Background: Kidney disease has become an important cause of morbidity and mortality in HIV-infected patients in Western countries. Japan is a country with an increasing number of newly infected HIV patients. However, only a few studies have investigated kidney disease in Asian populations infected with HIV.
Methods: We studied the prevalence of kidney disease by reviewing the clinical data of 732 HIV-infected Japanese patients. Risk factors for proteinuria, albuminuria, and renal dysfunction were determined using multivariate logistic regression analysis.

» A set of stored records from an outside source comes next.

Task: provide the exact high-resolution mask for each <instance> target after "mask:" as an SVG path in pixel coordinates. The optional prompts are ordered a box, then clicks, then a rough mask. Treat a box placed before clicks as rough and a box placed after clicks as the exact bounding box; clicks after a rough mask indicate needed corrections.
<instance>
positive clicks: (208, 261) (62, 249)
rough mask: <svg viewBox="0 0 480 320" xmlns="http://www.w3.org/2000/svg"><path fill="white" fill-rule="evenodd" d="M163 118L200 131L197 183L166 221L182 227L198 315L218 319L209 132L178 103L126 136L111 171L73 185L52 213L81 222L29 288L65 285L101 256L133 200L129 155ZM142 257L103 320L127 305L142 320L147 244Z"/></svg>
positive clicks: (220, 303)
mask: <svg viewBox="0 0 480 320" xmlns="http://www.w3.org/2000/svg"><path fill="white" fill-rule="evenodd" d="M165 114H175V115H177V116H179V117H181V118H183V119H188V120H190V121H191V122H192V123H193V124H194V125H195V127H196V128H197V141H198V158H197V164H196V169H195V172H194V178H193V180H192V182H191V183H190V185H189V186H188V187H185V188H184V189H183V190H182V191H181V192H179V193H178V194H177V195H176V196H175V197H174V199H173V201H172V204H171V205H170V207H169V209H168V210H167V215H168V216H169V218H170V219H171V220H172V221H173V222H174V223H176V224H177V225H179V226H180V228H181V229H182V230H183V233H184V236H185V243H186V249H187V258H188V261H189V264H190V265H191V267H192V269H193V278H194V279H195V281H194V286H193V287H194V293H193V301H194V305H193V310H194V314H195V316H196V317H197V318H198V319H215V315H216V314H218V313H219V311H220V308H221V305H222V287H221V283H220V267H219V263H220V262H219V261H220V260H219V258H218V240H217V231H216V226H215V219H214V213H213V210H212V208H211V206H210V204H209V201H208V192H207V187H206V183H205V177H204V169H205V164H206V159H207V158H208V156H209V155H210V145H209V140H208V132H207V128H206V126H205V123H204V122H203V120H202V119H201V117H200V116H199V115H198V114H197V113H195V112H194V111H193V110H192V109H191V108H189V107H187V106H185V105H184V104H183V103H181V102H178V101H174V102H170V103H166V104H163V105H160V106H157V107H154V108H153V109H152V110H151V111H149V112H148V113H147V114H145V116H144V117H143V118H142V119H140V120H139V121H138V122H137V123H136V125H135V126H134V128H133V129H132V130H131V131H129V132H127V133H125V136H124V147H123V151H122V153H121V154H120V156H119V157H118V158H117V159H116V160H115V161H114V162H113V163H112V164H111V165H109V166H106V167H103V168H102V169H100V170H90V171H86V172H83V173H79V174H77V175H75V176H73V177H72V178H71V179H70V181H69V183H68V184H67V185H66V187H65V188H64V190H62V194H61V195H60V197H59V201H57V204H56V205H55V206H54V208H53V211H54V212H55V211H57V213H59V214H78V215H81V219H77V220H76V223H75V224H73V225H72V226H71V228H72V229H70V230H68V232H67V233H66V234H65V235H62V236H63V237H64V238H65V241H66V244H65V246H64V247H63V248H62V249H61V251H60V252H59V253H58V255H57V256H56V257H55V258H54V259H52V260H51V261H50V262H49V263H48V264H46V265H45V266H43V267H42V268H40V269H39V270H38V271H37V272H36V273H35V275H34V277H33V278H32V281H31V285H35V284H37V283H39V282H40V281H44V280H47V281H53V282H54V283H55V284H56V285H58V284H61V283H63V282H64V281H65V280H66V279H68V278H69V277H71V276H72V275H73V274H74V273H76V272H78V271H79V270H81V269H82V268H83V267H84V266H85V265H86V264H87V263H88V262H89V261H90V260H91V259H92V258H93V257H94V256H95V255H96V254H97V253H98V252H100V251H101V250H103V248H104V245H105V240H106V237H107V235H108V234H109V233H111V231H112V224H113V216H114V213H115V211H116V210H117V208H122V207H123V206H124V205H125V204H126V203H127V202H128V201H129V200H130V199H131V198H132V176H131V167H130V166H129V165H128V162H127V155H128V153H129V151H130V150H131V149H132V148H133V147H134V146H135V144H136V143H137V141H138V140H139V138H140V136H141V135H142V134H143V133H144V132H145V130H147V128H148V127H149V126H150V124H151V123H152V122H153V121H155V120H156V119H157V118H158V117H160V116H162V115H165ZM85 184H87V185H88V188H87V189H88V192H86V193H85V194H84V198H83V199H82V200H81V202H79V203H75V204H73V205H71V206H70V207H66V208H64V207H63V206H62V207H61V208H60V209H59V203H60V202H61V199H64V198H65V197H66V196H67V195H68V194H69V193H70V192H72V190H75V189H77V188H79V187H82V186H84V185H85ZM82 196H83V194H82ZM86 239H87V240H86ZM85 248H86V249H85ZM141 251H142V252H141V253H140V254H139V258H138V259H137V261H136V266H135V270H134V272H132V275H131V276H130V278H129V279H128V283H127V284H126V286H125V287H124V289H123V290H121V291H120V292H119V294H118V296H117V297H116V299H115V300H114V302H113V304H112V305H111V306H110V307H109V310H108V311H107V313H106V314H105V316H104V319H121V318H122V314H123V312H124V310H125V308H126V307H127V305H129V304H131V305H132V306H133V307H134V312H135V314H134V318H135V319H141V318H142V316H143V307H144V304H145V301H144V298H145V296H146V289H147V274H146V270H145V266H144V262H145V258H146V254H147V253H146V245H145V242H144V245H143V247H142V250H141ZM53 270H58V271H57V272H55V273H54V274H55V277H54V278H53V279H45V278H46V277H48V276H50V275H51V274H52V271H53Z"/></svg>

Results: Microalbuminuria, macroalbuminuria and proteinuria were present in 13.2, 4.55 and 9.52% of patients, respectively. The prevalence of chronic kidney disease of any stage and CKD ≥ stage 3 was 15.4 and 9.70%, respectively. Multivariate analysis showed significant associations between increasing levels of serum creatinine and cholesterol, and the coexistence of diabetes, hypertension and hepatitis C coinfection with either proteinuria or albuminuria, which was significantly related to the presence of renal dysfunction. Lower CD4 cell count was associated with the presence of renal dysfunction, but higher HIV-RNA level was not.
Conclusions: Our study has shown the international dimension of the burden of kidney disease in HIV-infected patients. Either proteinuria or albuminuria is likely the most significant factor for renal dysfunction in these patients.